Ans : Table showing production possibilities.-:

Country OIL BEEF
SAUDI 500 500
USA 500 200

a) Both Saudi and USA can produce equal amount of oil i.e. 500. No country has absolute advantage in oil. Both stand on equal footing.

Saudi has an absolute advantage over USA in Beef production. (i.e. 500>200)

b) Saudi's opportunity cost in terms of beef = Saudi beef production/Saudi oil production

= 500 / 500

= 1.

c) To check the specialisation areas for the countries , we must construct an opportunity cost table-:

COUNTRY

OPPORTUNITY COST

FOR OIL

OPPORTUNITY COST

FOR BEEF

SAUDI 500/500 = 1 500 / 500 = 1
USA 200 / 500 = 0.4 500/200 = 2.5

The country will specialise in that product whose opportunity cost is low.

So , USA specialises in 'OIL' (because 0.4<1) and SAUDI specialises in'BEEF'(because 1 < 2.5).
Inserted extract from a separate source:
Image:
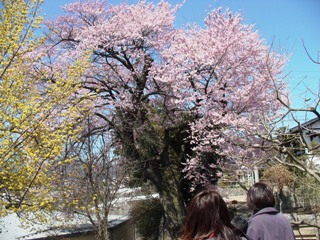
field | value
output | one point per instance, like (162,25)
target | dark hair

Therefore , SAUDI will import oil.

d) If the price is settled at 1.5 oil/beef . It means 1.5 is paid for oil and 1 is paid for beef implying that oil is expensive than beef. Since USA specialises in oil and exports it to Saudi , it will generate high income due to higher prices. This will increase their export income and hence USA will gain from trade.